DowDupont bringt seine Agrarchemiesparte Corteva an die Börse. Firmenchef Jim Collins macht im Interview deutlich: Er ist Bayers härtester Konkurrent.

Kaum eine Branche wurde in den vergangenen drei Jahren so heftig durcheinandergewirbelt wie die Pflanzenschutz- und Saatgut-Industrie. Gleich drei Mega-Deals sorgten dafür, dass die Karten neu gemischt wurden: Die Fusion von Dow und Dupont, der Kauf von Syngenta durch Chemchina und die Übernahme von Monsanto durch Bayer. Hinzu kamen etliche kleinere Transaktionen.

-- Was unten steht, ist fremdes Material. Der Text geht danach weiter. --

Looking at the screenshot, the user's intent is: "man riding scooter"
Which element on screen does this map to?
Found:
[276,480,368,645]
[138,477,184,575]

Den letzten Schritt der großen Neuordnung in der Branche wird in wenigen Wochen jene Firma vollziehen, die vor dreieinhalb Jahren auch den Startschuss gegeben hat: Anfang Juni entlässt der US-Konzern DowDupont seine fusionierte Agrochemie-Sparte unter dem Namen Corteva als eigenständiges Unternehmen an die Börse.

Der neue Konzern wird mit rund 14 Milliarden Dollar Umsatz zwar gut ein Drittel kleiner sein als der Marktführer Bayer. Aber er tritt in ähnlicher Struktur an, mit jeweils etwa gleich großem Pflanzenschutz- und Saatgutgeschäft. Der designierte Firmenchef Jim Collins lässt wenig Zweifel daran, dass Corteva auch ähnlich ehrgeizige Ambitionen in der Produktinnovation und Forschung verfolgt und damit in jeder Hinsicht wohl stärkster Wettbewerber von Bayer werden wird.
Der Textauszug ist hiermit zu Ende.